Could I ask for your feedback on if I have correctly implemented these models in the code below? And am I interpreting the A_model values correctly to indicate that model A is the best one in this case? (I took inspriation from this Q&A: https://groups.google.com/d/msg/oxcal/YRGxmMKWIIo/lOUbzBsP7_oJ). I would like to compute likelihood ratio between pairs of my models to compare with some published results. I've had a go at the pseudo-Bayes Factors using your instructions above also (my results below). I hope they're on the right track.
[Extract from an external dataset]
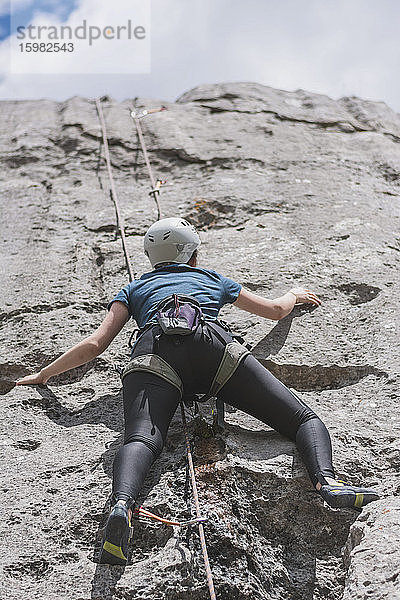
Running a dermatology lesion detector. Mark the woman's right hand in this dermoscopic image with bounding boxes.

I'd be most grateful for any guidance. 

thanks,

Ben

Here are the models:


  ################## A ########### A=99
 
 Plot()
 {
  Sequence()
  {
   Boundary("Start 1");
   Phase("1")
   {
  C_Date("FC455", 187, 101);
  C_Date("FC486", 392, 58);
  C_Date("FC29", 822, 61);
  C_Date("FC20", 1789, 75);
  C_Date("FC460", 1916, 66);
   };
   Boundary("End 1");
  };

 };
 
 
  ################## B ########### A=97.1
 
 Plot()
 {
  Sequence()
  {
   Boundary("Start 1");
   Phase("1")
   {
    C_Date("FC455", 187, 101);
    C_Date("FC486", 392, 58);
    C_Date("FC29", 822, 61);
   };
   Boundary("trans");
   Phase("2")
   {
    C_Date("FC20", 1789, 75);
    C_Date("FC460", 1916, 66);
   };
   Boundary("End 1");
  };
 };

 
 ################## C ########### A=93.8
 Plot()
 {
  Sequence()
  {
   Boundary("Start 1");
   Phase("1")
   {
    C_Date("FC455", 187, 101);
    C_Date("FC486", 392, 58);
   };
   Boundary("trans");
   Phase("2")
   {
    C_Date("FC29", 822, 61);
    C_Date("FC20", 1789, 75);
    C_Date("FC460", 1916, 66);
   };
   Boundary("End 1");
  };
 };


 ################## D ########### A=90.2
  Plot()
 {
  Sequence()
  {
   Boundary("Start 1");
   Phase("1")
   {
    C_Date("FC455", 187, 101);
    C_Date("FC486", 392, 58);
   };
   Boundary("trans1");
   Phase("2")
   {
    C_Date("FC29", 822, 61);
   };
   Boundary("trans2");
   Phase("3")
   {
    C_Date("FC20", 1789, 75);
    C_Date("FC460", 1916, 66);
   };
   Boundary("End 1");
  };
 };

Here's where I compute the Bayes Factors

##### Pseudo-Bayes Factors  (using R here) ###

# From OxCal
A_A=99
B_A=97.1
C_A=93.8
D_A=90.2

# n= 6 dates for all models

F_model_A <- (A_A/100)^sqrt(6)
F_model_B <- (B_A/100)^sqrt(6)
F_model_C <- (C_A/100)^sqrt(6)
F_model_D <- (D_A/100)^sqrt(6)

# compute F_model as an approximation to a pseudo-Bayes factor

> (F_model_A / F_model_B) ^ sqrt(6)
[1] 1.1233
> (F_model_A / F_model_B) ^ sqrt(6)
[1] 1.1233
> (F_model_A / F_model_C) ^ sqrt(6)
[1] 1.382274
> (F_model_A / F_model_D) ^ sqrt(6)
[1] 1.748123
> (F_model_B / F_model_C) ^ sqrt(6)
[1] 1.230547
> (F_model_B / F_model_D) ^ sqrt(6)
[1] 1.556238
> (F_model_C / F_model_D) ^ sqrt(6)
[1] 1.264672

# Conclusion: Looks like A:D is the most extreme, gaps do exist in the dates.

Is that basically on the right track?